En esas estaban cuando Spiderman, algo pusilánime, comentó que él comprendía las limitaciones de tejer telas de araña, pero que se conformaba con ello y que aceptaba que saltar de edificio en edificio no era exactamente lo mismo que volar. Catwoman lo fulminó con la mirada y lamentó desde lo más profundo de su ser que alguna vez, después de una noche agitada, ella hubiese terminado entre las telas —nunca mejor dicho— de alguien con tan escasa personalidad. Fueron Batman y Robin los que tuvieron que intervenir —primero Batman y después Robin porque, aunque bien avenidos, ambos eran consciente de su distinta posición— para dejar claro que de ningún modo era imprescindible poseer capacidad extrasensorial alguna para servir a la humanidad y, quizá en un arranque de inmodestia, se pusieron a ellos mismos de ejemplo, y argumentaron que solo había que disponer de un intelecto superior y aprovechar lo que la ciencia y la tecnología ofrecían para liderar, como era el caso, la clasificación de héroes del mes.

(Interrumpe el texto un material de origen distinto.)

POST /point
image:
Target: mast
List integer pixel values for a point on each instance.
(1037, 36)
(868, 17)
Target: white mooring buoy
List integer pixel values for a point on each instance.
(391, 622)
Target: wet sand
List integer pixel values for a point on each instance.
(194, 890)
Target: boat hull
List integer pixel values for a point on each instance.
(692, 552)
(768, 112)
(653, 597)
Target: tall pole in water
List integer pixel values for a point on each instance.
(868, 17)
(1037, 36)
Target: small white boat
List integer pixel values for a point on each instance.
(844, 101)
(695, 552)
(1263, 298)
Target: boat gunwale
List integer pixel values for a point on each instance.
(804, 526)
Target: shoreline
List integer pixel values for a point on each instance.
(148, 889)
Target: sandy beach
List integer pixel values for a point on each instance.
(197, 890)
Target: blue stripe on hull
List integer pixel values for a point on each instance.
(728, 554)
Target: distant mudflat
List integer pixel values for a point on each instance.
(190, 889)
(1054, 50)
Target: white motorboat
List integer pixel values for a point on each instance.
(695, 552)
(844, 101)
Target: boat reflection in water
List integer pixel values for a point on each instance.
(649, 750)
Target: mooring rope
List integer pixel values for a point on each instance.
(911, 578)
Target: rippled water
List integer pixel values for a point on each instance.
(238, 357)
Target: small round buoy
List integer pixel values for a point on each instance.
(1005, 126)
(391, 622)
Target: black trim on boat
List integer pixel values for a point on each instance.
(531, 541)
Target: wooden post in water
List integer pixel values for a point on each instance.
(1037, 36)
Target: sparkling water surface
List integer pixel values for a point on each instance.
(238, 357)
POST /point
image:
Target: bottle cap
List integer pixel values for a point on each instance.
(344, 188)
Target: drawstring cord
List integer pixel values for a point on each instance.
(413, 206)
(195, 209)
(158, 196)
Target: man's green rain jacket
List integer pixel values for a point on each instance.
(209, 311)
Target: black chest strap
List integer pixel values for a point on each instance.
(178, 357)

Atrás quedaron los días en que Linterna Verde tuvo su personal crisis de fe durante la cual decidió dejarlo todo, no sin la mofa de nuestro superhéroe, que no entendía la razón por la cual Linterna abandonaba su anillo de poder y se retiraba al monte, como si de un eremita se tratase, justo después de haber sido desplumado en un matute infecto por Superman, que formaba pareja de timba con el Capitán América. Fue allí cuando Hulk, el compañero de naipes de Linterna Verde, arrojó iracundo la mesa de cartas contra una pared y acusó a sus contrincantes en el juego de tahúres y farsantes. De un manotazo arrancó de cuajo el escudo del Capitán América, que salió del garito dispuesto a enfrentarse a un Hulk cada vez más verde que maldecía el provincianismo del Capitán.
No pretendemos, sin embargo, contribuir a que lectoras y lectores se hagan una idea distorsionada de estos próceres, modelos aspiracionales para los más pequeños. En su descargo hay que decir que es mucha la tensión que soportan a diario en el desempeño de lo que es, claro está, algo más que una profesión. Y más en estos días en los que reciben el ataque racheado y a menudo sorpresivo de “semihéroes” —por llamarlos de algún modo— procedentes de los países asiáticos, réplicas de inferior calidad de los originales. De hecho alguno todavía derrama en privado alguna lágrima cuando recuerda la trampa que unos cyborg chinos le tendieron al Hombre Invisible. Fue una encerrona en toda regla que exigió la intervención colegiada de todos y cada uno de los superhéroes. Estaba el Hombre Invisible desempeñando labores de contravigilancia. Se había detectado una célula de cyborgs procedentes de Taiwan y, en vez de eliminarlos como en otras ocasiones, decidieron someterlos al control incorpóreo del Hombre Invisible. Pues bien, algo salió mal porque en apenas cinco minutos lo rodearon cinco clones, que lanzaron chorros de tinta para hacerlo visible. El Hombre Invisible dio la señal de alerta, un SOS urgente y desesperado y, a pesar de la respuesta diligente de sus compañeros, nada pudieron hacer por él. La cosa se puso fea. Tuvieron que emplearse a fondo. Arriesgaron sus vidas. Y tanto que las arriesgaron. Superman, sin embargo, decidió no tentar a la suerte y emprendió un vuelo rasante para después ascender hasta los límites de nuestra atmósfera y, una vez allí, dejarse mecer por esa sensación de ingravidez que, inequívocamente, le da ventaja sobre cualquier otro superhéroe.